Austin Bradford Hill, “The Environment and Disease: Association or Causation?” 58 Proc. Royal Soc’y Med. 295, 299 (1965).
In the Zoloft cases, no expert witness was prepared to state that the disparity was “grotesquely obvious,” or “negligible.” And Bradford Hill’s larger point was that bias and confounding often dwarf considerations of random error, and that there are many instances in which significance testing is unavailing or unhelpful. And in some studies, with large “effect sizes,” statistical significance testing may be beside the point.
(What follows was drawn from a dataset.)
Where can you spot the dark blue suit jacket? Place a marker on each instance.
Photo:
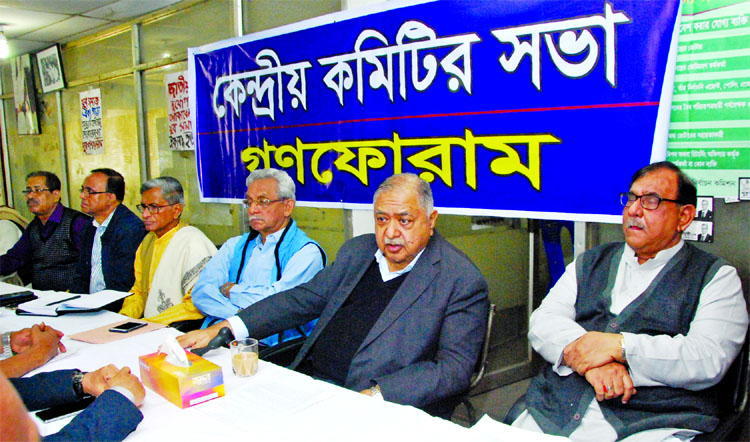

Hill’s presidential address to the Royal Society of Medicine commemorated his successes in epidemiology, and we need only turn to Hill’s own work to see how prevalent was his use of measurements of significance probability. See, e.g., Richard Doll & Austin Bradford Hill, “Smoking and Carcinoma of the Lung: Preliminary Report,” Brit. Med. J. 740 (Sept. 30, 1950); Medical Research Council, “Streptomycin Treatment of Pulmonary Tuberculosis,” Brit. Med. J. 769 (Oct. 30, 1948).
Considering the misdirection on Rothman and on Hill, the Zoloft MDL Court did an admirable job in unraveling the Matrixx trap set by counsel. The Court insisted upon parsing the Bradford Hill factors, over Pfizer’s objection, despite the plaintiffs’ failure to show “an association between two variables, perfectly clear-cut and beyond what we would care to attribute to the play of chance,” which Bradford Hill insisted was the prerequisite for the exploration of the nine factors he set out in his classic paper. Austin Bradford Hill, “The Environment and Disease: Association or Causation?” 58 Proc. Royal Soc’y Med. 295, 295 (1965). Given the outcome, the Court’s questionable indulgence of plaintiffs’ position was ultimately harmless.
 See, e.g., In re Chantix (Varenicline) Prods. Liab. Litig., 2012 U.S. Dist. LEXIS 130144, at *22 (N.D. Ala. 2012); Cheek v. Wyeth Pharm. Inc., 2012 U.S. Dist. LEXIS 123485 (E.D. Pa. Aug. 30, 2012); In re Celexa & Lexapro Prods. Liab. Litig., ___ F.3d ___, 2013 WL 791780 (E.D. Mo. 2013).
 The Court’s reasoning on this point begged the question whether an ordinary clinician, ignorant of the standards, requirements, and niceties of statistical reasoning and inference, would be allowed to testify, unconstrained by any principled epidemiologic reasoning about random or systematic error. It is hard to imagine that Rule 702 would countenance such an end-run around the requirements of sound science.
 Adhering to Bradford Hill’s own admonition might have saved the Court the confusion of describing statistical significance as a measure of strength of association. 2015 WL 314149, at *2.